In a review last year, Public Health England found that vaping is 95% less harmful than smoking conventional cigarettes and was helping 20,000 people quit every year. The agency was concerned that more than half of smokers “falsely believed that vaping is as harmful as smoking.”
“It’s not absolutely clear what has happened here, but it looks like an allergy to an inhaled substance,” John Britton, director of the UK Centre for Tobacco & Alcohol Studies, said in response to the report. “There have been a very small number of cases of this condition reported in vapers worldwide, so I think we can conclude that it happens but is thankfully very rare.”
“This is worrying, and the risk needs to be acknowledged, but in absolute terms it is extremely small – and, crucially, far smaller than that of smoking. The advice remains the same: if you smoke, switch to vaping; if you don’t smoke, don’t vape,” he said.

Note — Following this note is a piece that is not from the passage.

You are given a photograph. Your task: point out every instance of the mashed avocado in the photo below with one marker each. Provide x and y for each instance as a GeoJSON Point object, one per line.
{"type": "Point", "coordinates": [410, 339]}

Britton added that he “strongly” disagreed with the authors’ conclusion that people should not consider e-cigarettes much safer then smoking.
“Smoking kills half of long-term smokers. Rare conditions like this need to be recognised, but there is no comparison: vaping is far less risky,” he said.
But an ongoing debate in the United States over regulation of e-cigarettes has drawn attention to the issue, and highlighted the disparities between the British and American approaches to the issue.
The US Centers for Disease Control and Prevention said last week that there have been 2,051 cases of vaping-related lung injury in 49 states, the District of Columbia and the US Virgin Islands as of November 5. States have reported at least 40 deaths. The agency said vitamin E acetate, an additive sometimes used in THC and other vaping products, may be to blame for the outbreak.
CNN’s Katie Hunt contributed to this report.